Vol. 288, Issue 3, 1002-1014, March 1999

S-16924 [(R)-2-{1-[2-(2,3-Dihydro-benzo[1,4]dioxin-5-yloxy)-ethyl]-pyrrolidin-3yl}-1-(4-fluorophenyl)-ethanone], a Novel, Potential Antipsychotic with Marked Serotonin_1A Agonist Properties: III. Anxiolytic Actions in Comparison with Clozapine and Haloperidol

Mark J. Millan, Mauricette Brocco, Alain Gobert, Rudy Schreiber and Anne Dekeyne

Institut de Recherches Servier, Centre de Recherches de Croissy, Psychopharmacology Department, Croissy-sur-Seine, Paris, France

S-16924 is a potential antipsychotic that displays agonist and antagonist properties at serotonin (5-HT)_1A and 5-HT_2A/2C receptors, respectively. In a pigeon conflict procedure, the benzodiazepine clorazepate (CLZ) increased punished responses, an action mimicked by S-16924, whereas the atypical antipsychotic clozapine and the neuroleptic haloperidol were inactive. Similarly, in a Vogel conflict paradigm in rats, CLZ increased punished responses, an action shared by S-16924 but not by clozapine or haloperidol. This action of S-16924 was abolished by the 5-HT_1A antagonist WAY-100,635. Ultrasonic vocalizations in rats were inhibited by CLZ, S-16924, clozapine, and haloperidol.
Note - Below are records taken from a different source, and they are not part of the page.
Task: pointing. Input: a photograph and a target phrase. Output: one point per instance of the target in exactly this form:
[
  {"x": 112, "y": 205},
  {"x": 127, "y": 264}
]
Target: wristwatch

However, although WAY-100,635 abolished the action of S-16924, it did not affect clozapine and haloperidol. In a rat elevated plus-maze, CLZ, but not S-16924, clozapine, and haloperidol, increased open-arm entries. Like CLZ, S-16924 increased social interaction in rats, whereas clozapine and haloperidol were inactive. WAY-100,635 abolished this action of S-16924. CLZ, S-16924, clozapine, and haloperidol decreased aggressive interactions in isolated mice, but this effect of S-16924 was not blocked by WAY-100,635. All drugs inhibited motor behavior, but the separation to anxiolytic doses was more pronounced for S-16924 than for CLZ. Finally, in freely moving rats, CLZ and S-16924, but not clozapine and haloperidol, decreased dialysis levels of 5-HT in the nucleus accumbens: this action of S-16924 was blocked by WAY-100,165. In conclusion, in contrast to haloperidol and clozapine, S-16924 possessed a broad-based profile of anxiolytic activity at doses lower than those provoking motor disruption. Its principal mechanism of action was activation of 5-HT_1A (auto)receptors.